Mise à pied conservatoire : quelles durée et conséquences pour le salarié ? 

La mise à pied conservatoire n’est pas sans conséquences pour le salariés. Elle vise à écarter le salarié de l’entreprise en attendant une décision définitive dans le cadre de la procédure de licenciement qui suit immédiatement un comportement jugé indésirable et grave pour l’entreprise. Corrélativement, la rémunération du salarié est suspendue jusqu’à la décision de licenciement.

Mise à pied conservatoire : quelle différence avec la mise à pied disciplinaire  ? 

Contrairement à la mise à pied disciplinaire, la mise à pied conservatoire n’est pas une sanction. C’est une mesure de précaution qui doit permettre à l’entreprise de se protéger d’un salarié que l’entreprise juge « indésirable » en raison d’un comportement jugé suffisamment grave.  

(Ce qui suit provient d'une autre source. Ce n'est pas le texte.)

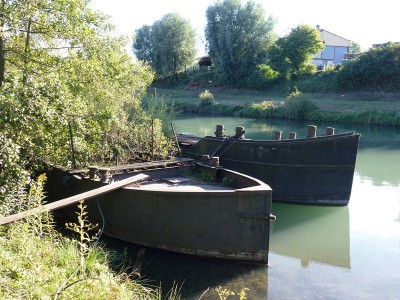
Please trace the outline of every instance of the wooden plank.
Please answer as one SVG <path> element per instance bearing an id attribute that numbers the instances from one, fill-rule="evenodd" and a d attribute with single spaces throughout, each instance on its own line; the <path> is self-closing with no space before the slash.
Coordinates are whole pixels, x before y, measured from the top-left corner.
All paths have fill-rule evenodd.
<path id="1" fill-rule="evenodd" d="M 140 273 L 142 272 L 142 265 L 143 265 L 145 251 L 146 248 L 139 248 L 138 253 L 136 255 L 135 265 L 133 266 L 133 272 L 137 274 L 139 277 L 141 276 Z"/>
<path id="2" fill-rule="evenodd" d="M 99 188 L 91 190 L 91 191 L 87 191 L 87 192 L 84 192 L 84 193 L 81 193 L 81 194 L 78 194 L 78 195 L 75 195 L 72 197 L 68 197 L 65 199 L 61 199 L 61 200 L 43 205 L 41 207 L 36 207 L 36 208 L 26 210 L 26 211 L 23 211 L 23 212 L 14 214 L 14 215 L 3 217 L 0 219 L 0 226 L 21 220 L 23 218 L 26 218 L 29 215 L 57 210 L 57 209 L 65 207 L 65 206 L 69 206 L 69 205 L 78 203 L 81 200 L 88 200 L 88 199 L 94 198 L 96 196 L 115 191 L 115 190 L 120 189 L 124 186 L 127 186 L 133 182 L 145 180 L 147 178 L 149 178 L 149 175 L 138 174 L 138 175 L 123 179 L 121 181 L 113 182 L 111 184 L 99 187 Z"/>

Suivant l’article  L. 1332-3 du Code du travail : « Lorsque les faits reprochés au salarié rendent indispensable une mesure conservatoire de mise à pied à effet immédiat, aucune sanction définitive

relative à ces faits ne peut être prise sans que la procédure prévue à l’article L. 1332-2 ait été respectée ».

Pour le dire autrement, la mise à pied conservatoire s’accompagne systématiquement d’une procédure de licenciement pour faute là où la mise à pied disciplinaire sanctionne le salarié pour quelques jours. 

Quelle est la durée maximale d’une mise à pied conservatoire ?

La mise à pied conservatoire doit avoir une durée raisonnable au regard de la procédure de licenciement. 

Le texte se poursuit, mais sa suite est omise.